Einen Anzug trägt Oliver von Below normalerweise nicht. Aber wenn am kommenden Freitagabend zum fünften Mal das Garlstorfer Kunstfest eröffnet wird, schlüpft er als dessen künstlerischer Leiter schon mal in einen. Schließlich kommen auch der Garlstorfer Bürgermeister und der Bürgermeister der übergeordneten Gemeinde Salzhausen. Der Leiter der örtlichen Sparkasse wird ebenso anwesend sein wie die Herren von der Feuerwehr und die Damen vom Kirchenchor. „Der Abend ist dann noch etwas gediegen“, sagt von Below: „Im letzten Jahr gab es Jazz, in diesem Jahr gibt es Klassik.“

Am nächsten Tag aber geht es rund und die Garlstorfer und ihre Gäste verteilen sich auf die 16 Spielstätten von der Dorfhalle über den Mühlengarten bis zu Niemeyers Heidehof, prall gefüllt mit Auftritten, Ausstellungen und Kaffeetafeln.

Alles begann, als von Belows Nachbarin regelrecht beglückt vom Besuch der kulturellen Landpartie aus dem Wendland zurückkam: So etwas müsse man auch in Garlstorf auf die Beine stellen! Eine Anti-AKW-Szene gibt es in der Garlstorfer Heide zwar nicht, aber auch hier hat sich mancher stadtmüde Städter zurückgezogen. Wie von Below, der in Hamburg Kunst studierte und heute vom Übersetzen lebt. Und zwar in der ehemaligen Försterei, zu der ein wunderbares, geräumiges Haus gehört, das er mit Frau und Kindern bewohnt, samt schlafender Katze auf dem Sofa. So wie es eben sein soll. „Ich habe zu meiner Nachbarin gesagt: ‚Na, dann machen wir das.‘ Und dann haben wir das gemacht.“

Mit dabei ist seit Längerem auch Hans-Hermann Putensen. Der wiederum kommt aus der Verwaltung: „Ich war hier Bürgermeister und fand einfach klasse, was plötzlich im dörflichen Ambiente geschah.“ Das wiederum hat ganz praktische Vorteile: „Wenn ich zur Sparkasse gehe und sage: ‚Na, Hannes, gebt ihr was?‘, dann geben die was“, sagt Putensen. Und außerdem: „Meine Frau malt auch ein bisschen.“ Was will man mehr?

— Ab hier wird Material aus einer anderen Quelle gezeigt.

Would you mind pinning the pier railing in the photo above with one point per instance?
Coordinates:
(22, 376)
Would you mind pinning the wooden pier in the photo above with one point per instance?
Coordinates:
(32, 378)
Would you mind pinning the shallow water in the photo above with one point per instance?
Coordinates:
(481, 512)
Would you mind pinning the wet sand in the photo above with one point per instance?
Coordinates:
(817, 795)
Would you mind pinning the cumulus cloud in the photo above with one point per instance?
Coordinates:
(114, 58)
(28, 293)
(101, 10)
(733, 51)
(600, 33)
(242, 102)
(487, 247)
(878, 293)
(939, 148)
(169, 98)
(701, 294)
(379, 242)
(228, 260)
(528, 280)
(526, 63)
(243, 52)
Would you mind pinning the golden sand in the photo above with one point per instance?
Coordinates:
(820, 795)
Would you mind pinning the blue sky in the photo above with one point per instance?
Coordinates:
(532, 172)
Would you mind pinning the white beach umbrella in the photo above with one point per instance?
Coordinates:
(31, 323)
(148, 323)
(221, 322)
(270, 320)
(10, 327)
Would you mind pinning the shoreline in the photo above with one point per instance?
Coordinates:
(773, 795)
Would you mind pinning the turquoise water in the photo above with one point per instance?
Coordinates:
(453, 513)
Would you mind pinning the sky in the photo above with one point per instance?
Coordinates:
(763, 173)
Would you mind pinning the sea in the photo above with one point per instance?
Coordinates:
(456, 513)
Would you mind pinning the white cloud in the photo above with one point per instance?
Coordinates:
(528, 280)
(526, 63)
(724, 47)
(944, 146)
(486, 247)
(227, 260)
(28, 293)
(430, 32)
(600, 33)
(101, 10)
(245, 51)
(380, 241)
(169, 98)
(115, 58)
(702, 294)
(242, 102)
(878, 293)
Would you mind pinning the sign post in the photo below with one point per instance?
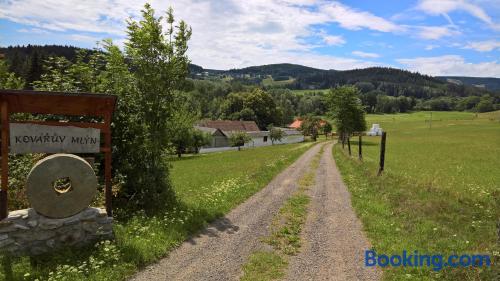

Dabei ist der Erfolg des Kunstfestes auch ein Resultat des Strukturwandels in Orten wie Garlstorf: „Wenn drüben Schützenfest ist, dann stehen da heute zehn traurige Schützen, alles alte Männer in Uniformen“, sagt von Below, und der einstige Bürgermeister nickt dazu leicht betrübt. Die traditionellen Vereine hätten sich eben nicht immer so den Veränderungen gestellt, wie es nötig wäre. Aber was soll man machen? So ist es eben.

Und die beiden erzählen lieber von ihrem Kunstfest. Viel Fotografie, viel Malerei ist dort zu sehen. Diesmal unter anderem von der Werner-Büttner-Schülerin Nele Budelmann, die schon drüben auf der anderen Heideseite im Kunsthaus Jesteburg ausgestellt hat. Gagen werden dabei so gut wie nie bezahlt – dafür kostet auch keine Veranstaltung Eintritt. Die Rock- und Popmusiker übernachten meist bei von Below im Haus.

Lange hätten sie überlegt: Wie mit dem Kunstgewerblichen umgehen? Nur richtige Kunst ausstellen? Und was wäre das dann? Ach, Quatsch: Auch das Kunsthandwerk hat seine Berechtigung! Die Leute wollen das auch sehen. Das ist ja gerade das Schöne bei der Kunst auf dem Dorfe: Man kann sich mal von der Arroganz der Städter erholen und einfach machen, wonach einem der Sinn steht.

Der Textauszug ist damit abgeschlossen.